When I was an undocumented migrant for a period of several years, I did it by choice. It was not a good choice, but (like Churchill’s description of democracy) it was better than the other available ones. I was unable to study, work legally, pay taxes, vote, or go to hospital when I got sick, let alone make plans for the future. I did not have a good time. However, it was a conscious decision. The alternative was being deported for up to ten years and breaking up my family. Making my presence known to the authorities, even through a general statistical approach rather than personal identification, would not have benefited me in any way. And it’s not as if the authorities, local or national think that being undocumented is a picnic – informing them that the lives of undocumented people are not easy is neither here nor there. Undocumented status is created by politics, and it can only be solved by politics, not by information in isolation of any political influence.
- Predicting is acting.
If you gather the data and have the expertise to make predictions others cannot make, whether about numbers, behaviour, migration trajectories, financial activities, or any other feature of migrant flows – you are acting on migrants by creating that information. Data is never raw, and models are never neutral. Those institutions charged with controlling migration are extremely well-funded, have strong political support, and are incentivised by many urgent concerns, not least national security. They are not unaware of all the data scientists out there producing new analyses of migration dynamics, nor are they lacking in technical skill. Together, these projects amount to a massive database on migration at a highly granular level, far beyond what authorities can produce on their own. What are the implications of this? Well, consider that intelligence agencies around the world have expressed their gratitude to all the people who post about their lives online, and the tech giants who collect, assemble and make that information easily searchable. Anyone doing ‘data for social good’ projects should be aware that they are becoming part of the surveillance economy, regardless of their often excellent motives.

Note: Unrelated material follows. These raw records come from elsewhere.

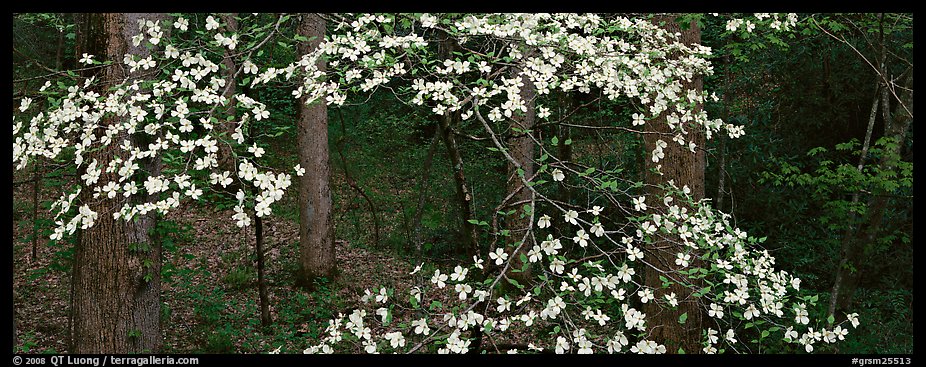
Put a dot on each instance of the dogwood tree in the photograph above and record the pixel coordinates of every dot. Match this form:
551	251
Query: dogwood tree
588	264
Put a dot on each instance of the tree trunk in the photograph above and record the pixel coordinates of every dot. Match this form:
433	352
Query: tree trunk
316	235
226	157
684	168
423	189
521	148
115	295
463	196
848	274
265	319
568	102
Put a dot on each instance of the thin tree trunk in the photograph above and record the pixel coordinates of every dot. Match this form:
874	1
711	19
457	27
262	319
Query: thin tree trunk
463	196
521	148
423	189
316	235
226	157
684	168
847	237
848	274
353	183
446	122
721	170
115	299
265	319
35	209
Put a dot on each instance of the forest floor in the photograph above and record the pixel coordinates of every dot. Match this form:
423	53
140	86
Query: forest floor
209	285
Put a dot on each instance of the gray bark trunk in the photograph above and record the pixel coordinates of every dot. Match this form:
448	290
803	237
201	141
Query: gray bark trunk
316	233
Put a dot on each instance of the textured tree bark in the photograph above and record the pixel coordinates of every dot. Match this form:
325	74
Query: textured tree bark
226	157
423	189
852	254
265	319
521	148
568	102
463	195
115	295
685	168
316	233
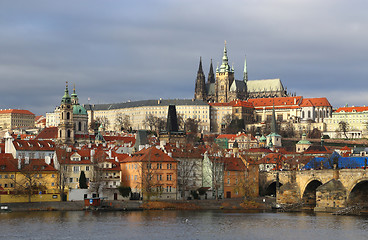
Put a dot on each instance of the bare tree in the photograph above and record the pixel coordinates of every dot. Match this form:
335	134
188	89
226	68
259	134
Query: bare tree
97	182
150	179
188	168
287	130
344	127
214	169
122	122
315	133
181	122
29	180
63	173
150	121
226	120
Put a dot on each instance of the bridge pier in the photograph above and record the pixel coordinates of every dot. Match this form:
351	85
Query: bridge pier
321	190
330	196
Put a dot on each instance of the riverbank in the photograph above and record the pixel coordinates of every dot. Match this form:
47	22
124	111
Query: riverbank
225	204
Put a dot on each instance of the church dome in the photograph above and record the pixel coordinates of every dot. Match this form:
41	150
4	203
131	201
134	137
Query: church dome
79	110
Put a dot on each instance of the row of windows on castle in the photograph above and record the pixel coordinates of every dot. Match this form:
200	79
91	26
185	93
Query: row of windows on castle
149	166
169	177
319	114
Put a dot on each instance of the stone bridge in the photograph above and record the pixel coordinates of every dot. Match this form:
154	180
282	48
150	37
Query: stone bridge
323	190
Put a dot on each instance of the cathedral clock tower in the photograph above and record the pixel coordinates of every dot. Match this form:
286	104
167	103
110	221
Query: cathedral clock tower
66	127
224	79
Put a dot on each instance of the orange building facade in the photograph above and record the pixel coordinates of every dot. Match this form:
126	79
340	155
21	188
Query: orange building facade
151	174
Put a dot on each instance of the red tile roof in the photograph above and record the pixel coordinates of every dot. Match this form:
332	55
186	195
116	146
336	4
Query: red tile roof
19	111
234	103
279	102
352	109
34	145
151	154
7	163
234	164
316	102
47	133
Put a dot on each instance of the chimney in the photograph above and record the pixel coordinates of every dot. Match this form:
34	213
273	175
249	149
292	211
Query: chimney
92	154
47	160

This does not suggest that data science cannot do social good, or that research teams should not be engaging with social problems. It does suggest, however, that if you are a data scientist engaging with a migration-related question, you should have an idea of what your theory of change is. You should be aware that your research is producing actionable data on highly vulnerable people, and there is no inherent reason why its use will be beneficial. Historically, data on undocumented migrants has not been beneficial to those migrants. Finally, your work has politics, whether it is designed for social good or not, and you should make sure you agree with them.